Redistricting Update

In Redistricting on September 27, 2011 at 3:00 pm

Redistricting action occurred in the following nine states during the past week:

ARIZONA (current delegation: 5R-3D; gains one seat) – The members of the Arizona Independent Redistricting Commission say they expect to release congressional and legislative maps within the “next couple of weeks.” Once in the general domain, a series of public comment hearings over a 30-day period will then ensue, after which a final vote will be taken.

ILLINOIS (current delegation: 11R-7D; loses one seat) – Reps. Jesse Jackson Jr. (D-IL-2) and Bobby Rush (D-IL-1) appear to be dissatisfied with the congressional Democratic plan. Both are indicating that they may file a joint Voting Rights lawsuit against the plan, which would be a major occurrence since it is virtually unheard of for party members to attempt to legally overturn a map their own partisan colleagues promoted. Mr. Jackson may receive a primary challenge from former Rep. Debbie Halvorson (D-IL-11) because some of her previous district is now in the new 2nd CD.

MAINE (current delegation: 2D) – The Maine legislative special session, called for the purpose of redistricting the state’s political districts, begins today. Since all redistricting plans require a two-thirds vote in both legislative chambers, expect a status quo congressional map for their two districts. This is especially likely because only 4,335 people need to move from the 1st to the 2nd District to meet the 2011 population quota.

MARYLAND (current delegation: 6D-2R) – New information is beginning to come forth about the Democratic-controlled legislature’s congressional plan. It does appear that the Ds will attempt to gain one seat through the process. Originally, the Republican target was expected to be Eastern Shore freshman Rep. Andy Harris (R-MD-1), but the numbers now suggest that 10-term Rep. Roscoe Bartlett (R-MD-6), now 85 years old, is the real victim. Mr. Bartlett’s proposed 6th District is decidedly Democratic. Under the suggested plan, Gov. Martin O’Malley (D) received 56.9% of the vote in 2010 and President Obama claimed 63.1% two years earlier. Under the current lines, the 6th District voted for John McCain by a 58-40% margin, thus clearly showing how drastically the western region will change. Expect the Maryland plan to yield a new 7D-1R partisan division.

MISSOURI (current delegation: 6R-3D; loses one seat) – Plaintiffs being supported by the National Democratic Redistricting Trust, are suing to overturn the state’s new congressional map. They are pursuing grounds of compactness and partisan gerrymandering. This is a long shot case that will likely go nowhere. The Supreme Court has never declared any map a partisan gerrymander.

NEVADA (current delegation: 2R-1D; gains one seat) – The judge charged with drawing the de novo congressional map since the legislature and governor failed to enact a map before adjournment, stated that he wants to see a first draft from his appointed special master by Oct. 21 and is promising a final ruling on or before Nov. 15.

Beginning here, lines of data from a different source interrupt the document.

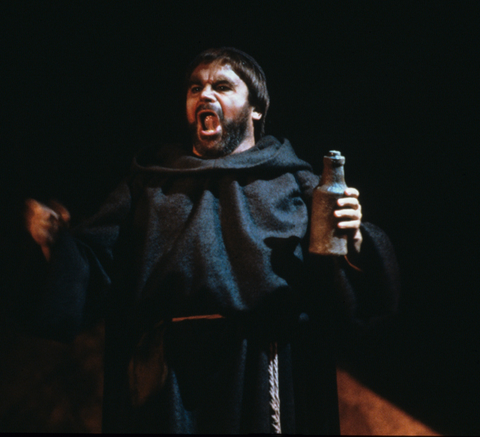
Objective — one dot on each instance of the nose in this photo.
(207, 94)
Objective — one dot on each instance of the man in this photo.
(217, 318)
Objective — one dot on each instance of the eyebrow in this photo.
(195, 80)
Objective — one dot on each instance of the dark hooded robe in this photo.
(183, 239)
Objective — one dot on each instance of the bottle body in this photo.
(325, 237)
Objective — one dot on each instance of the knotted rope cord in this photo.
(274, 391)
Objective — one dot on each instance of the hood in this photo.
(268, 154)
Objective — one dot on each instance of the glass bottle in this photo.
(325, 237)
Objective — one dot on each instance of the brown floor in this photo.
(363, 412)
(50, 387)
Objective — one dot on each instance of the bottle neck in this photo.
(333, 174)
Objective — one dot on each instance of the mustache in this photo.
(209, 107)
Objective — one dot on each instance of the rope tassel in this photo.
(274, 389)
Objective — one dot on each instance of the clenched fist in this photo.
(44, 223)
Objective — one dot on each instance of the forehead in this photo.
(214, 72)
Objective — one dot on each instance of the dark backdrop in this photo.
(391, 85)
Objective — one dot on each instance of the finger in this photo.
(63, 213)
(348, 201)
(348, 214)
(351, 224)
(351, 192)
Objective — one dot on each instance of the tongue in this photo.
(211, 122)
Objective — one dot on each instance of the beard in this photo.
(233, 133)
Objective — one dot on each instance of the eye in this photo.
(223, 88)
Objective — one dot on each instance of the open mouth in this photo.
(209, 123)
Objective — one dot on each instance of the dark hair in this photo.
(248, 70)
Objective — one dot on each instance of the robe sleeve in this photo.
(60, 298)
(361, 299)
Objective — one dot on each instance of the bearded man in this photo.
(218, 320)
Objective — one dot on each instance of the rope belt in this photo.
(272, 373)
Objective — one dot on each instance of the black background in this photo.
(391, 85)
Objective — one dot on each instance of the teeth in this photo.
(209, 122)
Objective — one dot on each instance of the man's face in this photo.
(219, 115)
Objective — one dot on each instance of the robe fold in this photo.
(185, 236)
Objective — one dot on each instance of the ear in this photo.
(256, 115)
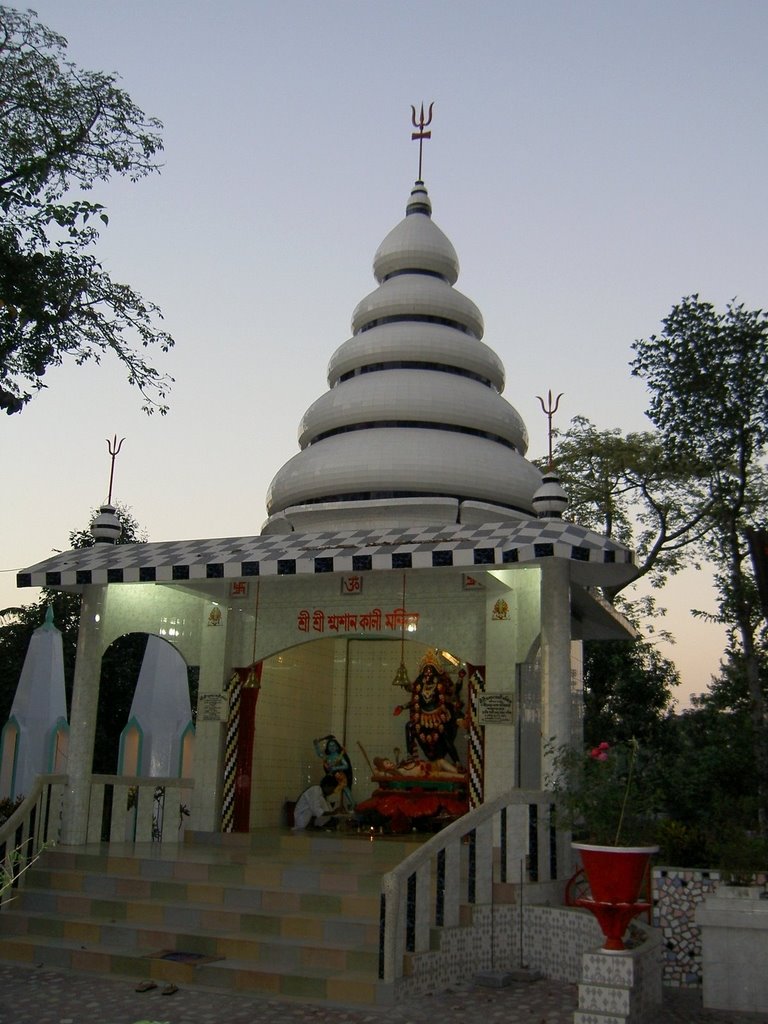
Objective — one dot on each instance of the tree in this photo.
(628, 691)
(708, 376)
(62, 130)
(627, 487)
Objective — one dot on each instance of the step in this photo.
(45, 918)
(288, 915)
(309, 984)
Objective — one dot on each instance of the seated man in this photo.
(312, 809)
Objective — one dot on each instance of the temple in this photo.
(409, 530)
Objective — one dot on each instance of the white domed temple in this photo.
(416, 595)
(409, 529)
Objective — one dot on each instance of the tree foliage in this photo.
(62, 130)
(628, 691)
(707, 374)
(628, 487)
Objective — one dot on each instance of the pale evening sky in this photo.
(592, 162)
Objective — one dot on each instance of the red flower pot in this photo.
(615, 876)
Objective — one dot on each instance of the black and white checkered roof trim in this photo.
(495, 545)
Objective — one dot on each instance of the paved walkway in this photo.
(42, 995)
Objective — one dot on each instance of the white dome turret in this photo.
(414, 428)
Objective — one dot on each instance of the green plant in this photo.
(12, 866)
(604, 795)
(8, 806)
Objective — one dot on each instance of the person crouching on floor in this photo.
(312, 809)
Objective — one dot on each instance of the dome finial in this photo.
(421, 124)
(113, 446)
(550, 501)
(549, 410)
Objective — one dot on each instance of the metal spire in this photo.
(113, 446)
(421, 124)
(550, 411)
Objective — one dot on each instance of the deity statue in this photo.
(336, 762)
(435, 712)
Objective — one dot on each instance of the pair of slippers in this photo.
(146, 986)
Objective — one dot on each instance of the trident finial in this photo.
(421, 124)
(550, 411)
(113, 446)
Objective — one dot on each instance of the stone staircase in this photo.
(272, 912)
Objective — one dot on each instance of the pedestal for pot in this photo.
(615, 875)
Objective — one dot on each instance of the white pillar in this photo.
(83, 716)
(556, 724)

NEW MEXICO (current delegation: 2D-1R) – The Democratic legislature adjourned their special session without passing a congressional map, knowing that Gov. Susana Martinez (R) would veto any plan they might approve. They did send her plans for both houses of the legislature; maps she is pledging to veto. The congressional map now goes to court, where, as in Nevada, the judge must draw a de novo map.

OHIO (current delegation: 13R-5D; loses two seats) – Both houses of the Ohio legislature have passed the new congressional plan and sent it to Gov. John Kasich (R). The Democrats plan to mount an operation to overturn the map via ballot initiative. Gov. Kasich stated publicly that he will sign the plan into law.

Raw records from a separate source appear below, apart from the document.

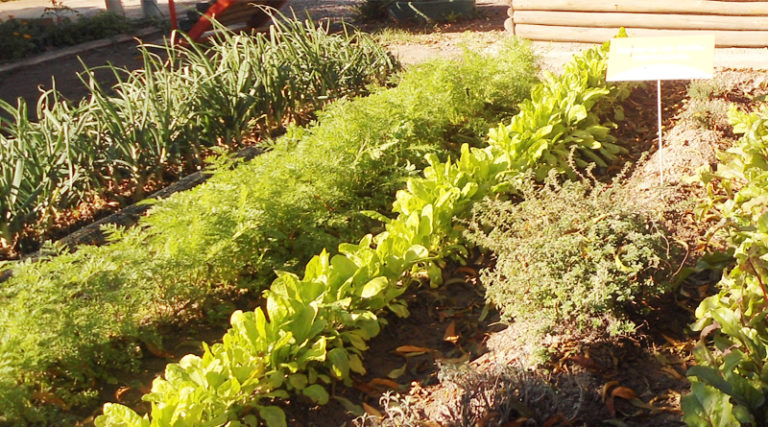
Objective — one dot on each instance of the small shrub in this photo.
(570, 253)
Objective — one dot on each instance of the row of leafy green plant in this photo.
(729, 385)
(313, 329)
(72, 321)
(166, 116)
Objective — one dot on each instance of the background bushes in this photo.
(87, 310)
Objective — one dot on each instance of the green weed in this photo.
(570, 255)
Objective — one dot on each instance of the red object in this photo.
(172, 12)
(218, 8)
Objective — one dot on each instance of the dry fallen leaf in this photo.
(450, 333)
(370, 410)
(157, 351)
(672, 372)
(607, 387)
(120, 392)
(557, 420)
(50, 398)
(412, 350)
(398, 372)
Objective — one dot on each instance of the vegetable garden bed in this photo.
(734, 24)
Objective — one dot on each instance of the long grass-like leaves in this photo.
(164, 116)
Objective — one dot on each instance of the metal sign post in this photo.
(661, 152)
(661, 58)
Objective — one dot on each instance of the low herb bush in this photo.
(165, 117)
(730, 383)
(313, 328)
(72, 318)
(570, 254)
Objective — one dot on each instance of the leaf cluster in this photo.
(730, 383)
(314, 329)
(166, 116)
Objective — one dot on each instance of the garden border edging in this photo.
(734, 24)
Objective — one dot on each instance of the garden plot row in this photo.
(169, 116)
(68, 323)
(734, 24)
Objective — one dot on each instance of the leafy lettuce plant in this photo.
(730, 382)
(74, 318)
(564, 112)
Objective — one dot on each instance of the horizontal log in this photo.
(647, 6)
(641, 20)
(723, 38)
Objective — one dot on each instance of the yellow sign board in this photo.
(661, 58)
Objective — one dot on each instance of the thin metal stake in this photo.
(661, 158)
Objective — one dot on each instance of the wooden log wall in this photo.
(734, 24)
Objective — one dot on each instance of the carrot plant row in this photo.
(166, 116)
(314, 328)
(70, 322)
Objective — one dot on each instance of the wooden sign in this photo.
(661, 58)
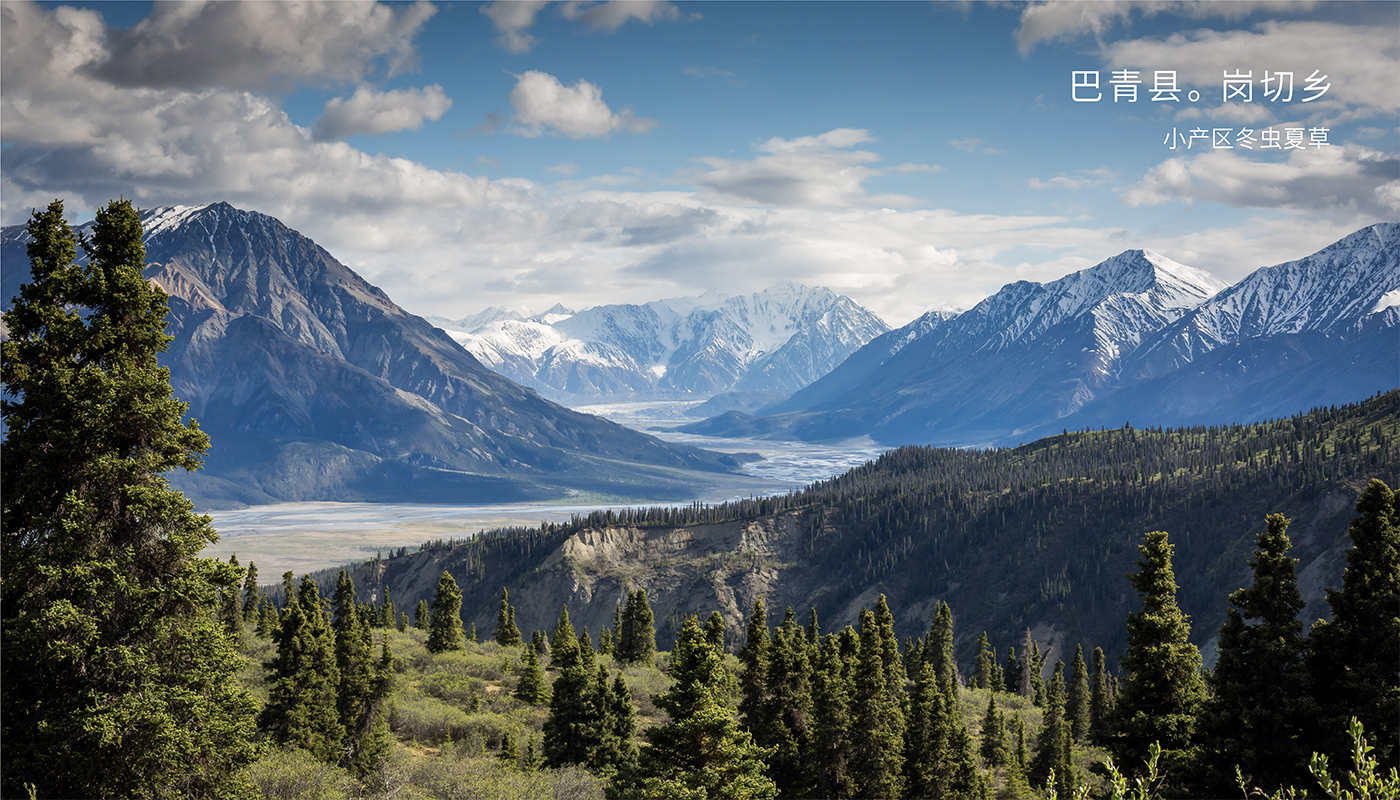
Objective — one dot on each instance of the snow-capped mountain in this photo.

UTAH (current delegation: 2R-1D; gains one seat) – The state legislature’s special redistricting committee has narrowed the congressional plan to six different versions. Their goal is to vote a final map out of committee by next Tuesday. The special legislative session called to consider the committee’s product will begin Oct. 4. The big question surrounds how the Republican legislators will treat Rep. Jim Matheson (D-UT-2). Will they draw him a safe Salt Lake City seat and go 3R-1D, or try for a 4R-0D sweep? Of the six maps under consideration, only one features the Salt Lake City configuration.